Chris Calabrese, who is senior policy director at the Center for Democracy and Technology, and was amongst those who signed the open letter believes that opinion has indeed swayed enough,
“This is the furthest it’s ever gotten. It’s now literally the most popular bill in the House. The political will builds to a point where you need to address it.’
Also amongst the signees is the Electronic Frontier Foundation (EFF) which is part of the Digital Due Process Coalition.
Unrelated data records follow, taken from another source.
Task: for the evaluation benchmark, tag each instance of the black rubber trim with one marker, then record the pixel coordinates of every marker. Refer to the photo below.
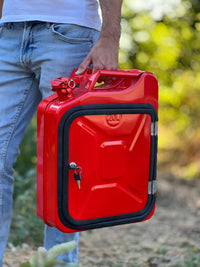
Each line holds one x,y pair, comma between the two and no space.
63,134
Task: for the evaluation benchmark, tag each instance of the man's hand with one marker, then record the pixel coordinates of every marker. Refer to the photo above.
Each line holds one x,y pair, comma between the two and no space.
104,54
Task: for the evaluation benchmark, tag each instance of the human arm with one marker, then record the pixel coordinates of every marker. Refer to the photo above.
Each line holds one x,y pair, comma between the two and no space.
1,7
104,54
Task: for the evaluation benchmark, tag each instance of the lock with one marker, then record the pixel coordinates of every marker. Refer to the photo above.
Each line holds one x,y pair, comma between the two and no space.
77,173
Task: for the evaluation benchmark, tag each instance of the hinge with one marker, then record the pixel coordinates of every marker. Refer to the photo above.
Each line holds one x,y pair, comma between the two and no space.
154,128
152,187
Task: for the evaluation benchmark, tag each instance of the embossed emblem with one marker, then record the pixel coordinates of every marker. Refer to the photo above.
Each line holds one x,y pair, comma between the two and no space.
113,120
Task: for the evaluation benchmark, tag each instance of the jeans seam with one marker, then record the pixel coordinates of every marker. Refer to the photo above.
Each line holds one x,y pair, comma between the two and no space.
7,142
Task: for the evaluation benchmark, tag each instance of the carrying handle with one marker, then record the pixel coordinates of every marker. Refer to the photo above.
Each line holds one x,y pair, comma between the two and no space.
87,80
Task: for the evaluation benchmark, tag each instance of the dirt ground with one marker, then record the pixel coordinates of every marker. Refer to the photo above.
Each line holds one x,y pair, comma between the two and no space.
170,238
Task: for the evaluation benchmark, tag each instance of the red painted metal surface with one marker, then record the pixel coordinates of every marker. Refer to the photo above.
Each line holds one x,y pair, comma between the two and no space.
113,150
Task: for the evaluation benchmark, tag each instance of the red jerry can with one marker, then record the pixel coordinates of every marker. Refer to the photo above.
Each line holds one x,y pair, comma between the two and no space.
97,150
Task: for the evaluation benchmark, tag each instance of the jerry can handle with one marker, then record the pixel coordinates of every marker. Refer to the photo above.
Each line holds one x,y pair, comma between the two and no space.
94,77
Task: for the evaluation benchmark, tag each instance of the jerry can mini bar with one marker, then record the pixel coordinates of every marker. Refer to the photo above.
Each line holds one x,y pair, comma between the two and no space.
97,150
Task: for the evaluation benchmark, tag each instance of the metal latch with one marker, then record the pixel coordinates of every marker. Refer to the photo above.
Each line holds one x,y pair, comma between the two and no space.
77,173
152,187
154,128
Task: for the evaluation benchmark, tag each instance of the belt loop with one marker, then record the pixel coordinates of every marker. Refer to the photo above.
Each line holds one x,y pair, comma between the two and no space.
9,25
48,25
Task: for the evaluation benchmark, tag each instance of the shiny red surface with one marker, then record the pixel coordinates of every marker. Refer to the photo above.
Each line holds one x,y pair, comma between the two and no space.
107,147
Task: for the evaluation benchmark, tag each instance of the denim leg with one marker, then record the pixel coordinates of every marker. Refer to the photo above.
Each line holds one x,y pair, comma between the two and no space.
71,44
31,55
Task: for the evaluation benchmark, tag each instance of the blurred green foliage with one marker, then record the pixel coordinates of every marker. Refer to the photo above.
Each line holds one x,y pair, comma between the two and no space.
170,48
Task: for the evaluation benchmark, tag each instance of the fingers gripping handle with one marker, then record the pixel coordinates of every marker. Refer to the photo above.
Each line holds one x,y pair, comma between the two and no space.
92,78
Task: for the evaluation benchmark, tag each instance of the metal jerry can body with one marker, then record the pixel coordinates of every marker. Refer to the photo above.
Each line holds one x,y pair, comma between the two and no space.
97,150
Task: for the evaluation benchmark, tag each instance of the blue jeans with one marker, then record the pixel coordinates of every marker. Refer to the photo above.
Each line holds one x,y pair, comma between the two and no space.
32,54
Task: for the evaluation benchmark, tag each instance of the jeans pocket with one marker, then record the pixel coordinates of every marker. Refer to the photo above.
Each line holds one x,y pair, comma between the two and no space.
72,33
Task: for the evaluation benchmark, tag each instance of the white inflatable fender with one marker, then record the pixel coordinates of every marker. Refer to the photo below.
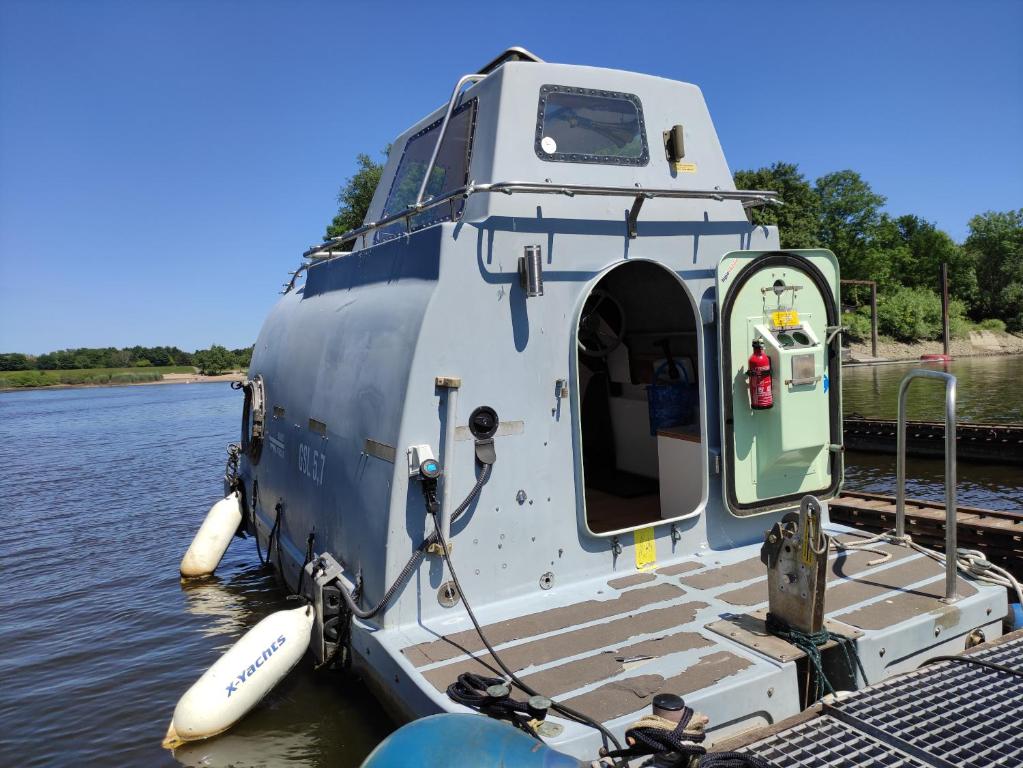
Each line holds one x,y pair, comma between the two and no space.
241,677
213,537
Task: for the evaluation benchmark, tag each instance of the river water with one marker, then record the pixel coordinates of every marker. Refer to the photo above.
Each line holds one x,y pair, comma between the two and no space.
103,489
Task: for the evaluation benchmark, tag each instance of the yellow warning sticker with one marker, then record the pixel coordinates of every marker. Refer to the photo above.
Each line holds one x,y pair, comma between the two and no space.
646,549
785,319
810,535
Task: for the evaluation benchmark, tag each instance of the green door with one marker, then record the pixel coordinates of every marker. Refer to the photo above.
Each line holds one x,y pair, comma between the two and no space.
789,300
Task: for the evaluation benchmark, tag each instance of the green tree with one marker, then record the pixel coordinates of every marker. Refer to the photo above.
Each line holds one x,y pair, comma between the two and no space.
929,247
14,361
850,216
242,357
797,220
355,196
995,242
213,361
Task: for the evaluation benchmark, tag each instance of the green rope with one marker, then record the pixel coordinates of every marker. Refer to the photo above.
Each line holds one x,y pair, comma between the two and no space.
809,643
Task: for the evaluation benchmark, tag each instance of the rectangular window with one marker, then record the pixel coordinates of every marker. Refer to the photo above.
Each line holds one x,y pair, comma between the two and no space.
450,172
583,125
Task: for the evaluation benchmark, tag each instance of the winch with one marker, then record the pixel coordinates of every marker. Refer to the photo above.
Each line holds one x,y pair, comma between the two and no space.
796,554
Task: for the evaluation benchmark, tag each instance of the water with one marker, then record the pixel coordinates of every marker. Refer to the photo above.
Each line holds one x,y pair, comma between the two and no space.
988,390
102,490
That coalition has been pushing for this reform ever since Sixth Circuit’s ruling in U.S. v. Warshak back in 2010. While EFF is happy that this Bill has passed through the house of Representatives and is headed for the Senate, it still has some issues with the bill,
‘While we applaud the passage of H.R. 699, the bill isn’t perfect. In particular, the Email Privacy Act doesn’t require the government to notify users when it seeks their online data from service providers, a vital safeguard ensuring users can obtain legal counsel to fight for their rights. However, companies may continue to provide notice to users of government requests—prior to compliance—something many companies commit to in our annual Who Has Your Back report.’
Despite this one drawback, however, there can be no doubt that the Email Privacy Act is a huge move in the right direction for privacy in the US. Although for now (despite the overwhelming vote in favor on Wednesday), it is still unclear what the bill’s prospects will be in the House of the Senate – especially considering it is an election year (which may help it to stall).
Like members of the Digital Due Process Coalition, however, we strongly hope that the Bill will pass through the Senate without any amendments that weaken it, and we firmly encourage you to follow the EFF’s advice to write to your local Senator to ‘demand their support for strong privacy protections for your online data!’